Se acercó de un respingo a su madre, le dio –como siempre que llegaba a casa-un beso en la mejilla:
- ¡Uy, qué pronto que has venido
Juan Andrés! Anda, ves a jugar hasta que termine la comida.
- ¡Madre, madre, en la feria vendían una máquina de retratar! – exclamó agitado el pequeño
“Garrofín”, tirando de la falda de su madre.
- Pero chiquico, ¿no ves que no tenemos dinero?- dijo con ternura
María "la Serena", su madre, mientras pelaba una papa. Además, no está el padre.
- Pero usted siempre ha querido una máquina de retratar…- en sus ojos negros de vencejo se adivinaba el quebranto de una ilusión.
- hijo… - Detuvo su tarea e hizo una mueca difícil con los labios; daría el mundo por su
Juan Andrés.
- Podríamos hacer retratos de padre en el campo y de pajaricos y de usted con padre y…– su hablar se tornó en plegaria, en una letanía interminable de razonamientos.
- Pero qué dirá tu padre, veas a ver que no tenemos dinero y una máquina de retratar está muy cara – Ahora, la voz de
María tenía un deje de condescendencia y su eco se abría a la posibilidad. Giró la cabeza, entornó los ojos y acarició la cabeza al rape de su hijo. Criaturica, pensaba, pobre criaturica.
- Madre, cómpremela, trabajaré con el padre en las olivas y le devolveré las perras. No he de gastar más dinero en todo el mes. Se lo juro, madre. El pequeño sollozaba, se puso de rodillas, ya suplicante.
- No jures, grandás, que es pecado. Anda y dime cuánto se vale. – las palabras de la Serena se rindieron a la ternura.
- Diez perras, madre…
María subió a la alcoba y sacó del armario ropero una vieja caja de zapatos; contó diez pesetas, más de una jornada de trabajo: mucho dinero, mucho, muchísimo sacrificio. Una máquina de retratar, pensó, nunca nos ha pedido nada. Esa era la verdad y ella tanto amaba a su hijo.

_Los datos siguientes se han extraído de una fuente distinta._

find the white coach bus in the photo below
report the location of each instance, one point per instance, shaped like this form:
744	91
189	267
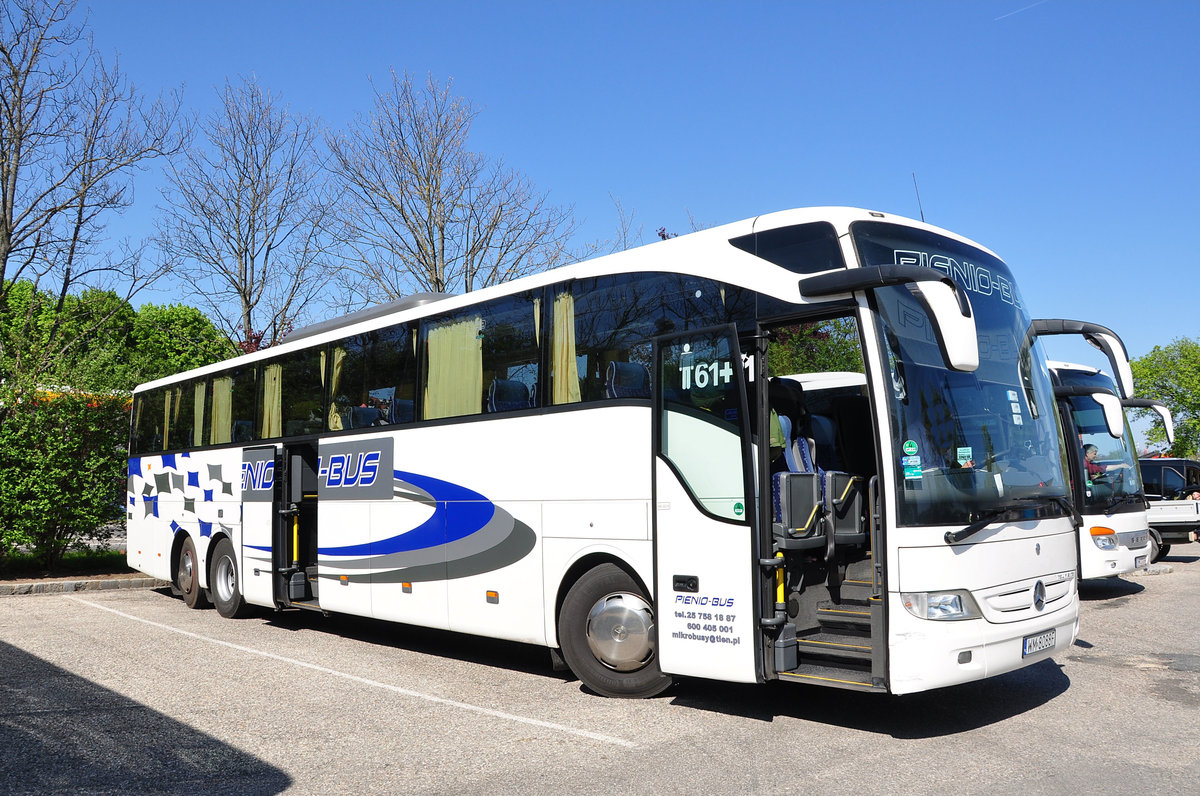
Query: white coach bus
1114	533
601	459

Tendió las monedas al niño con una sonrisa tensa, forzada, casi melancólica. Pa tu,
Juan Andrés y ves con cuidado, anda, que sino te alisiarás. Gracias, madre. Ahora lloraba de alegría, el pequeño
"Garrofín".
Besó a su madre y salió a galope de la casa perdiéndose en el horizonte de la calle. El sol de mediodía teñía de luz las fachadas de cal; los tejados crepitaban al calor de julio.
El pequeño
Juan llegó exhausto al puesto de la feria, apretando con las manos los bolsillos para no perder las monedas.
- ¿Ya has vuelto con el dinero, chico? – inquirió el tendero, cruzado de brazos y recostando, un poco, la espalda en el vacío. –Mira que te he estado esperando toda la mañana.
- Tome usted. – Extendió las manos, pequeñas y huesudas de labrador.
- Aquí la tienes, chico.
El pequeño
Juan atrapó la cámara como quien coge torpemente un polluelo; la acarició, se la colgó al cuello y corrió en busca de su prima sorteando las sombras que salpicaban el mercado.
- Mira, prima
Finita. Madre me ha comprado una máquina de retratar. Mira, mira qué bonica es, ¿Quieres que te haga un retrato? – Lo dijo atropelladamente, entusiasmado.
Finita se compuso coqueta, expectante, mirando fijamente al objetivo de la cámara.
- Así estás muy guapa, pero no te vayas a mover, ¿eh?
El pequeño
Juan Andrés pulsó el botón y fue entonces cuando se disparó aquella forma grotesca disfrazada de payaso.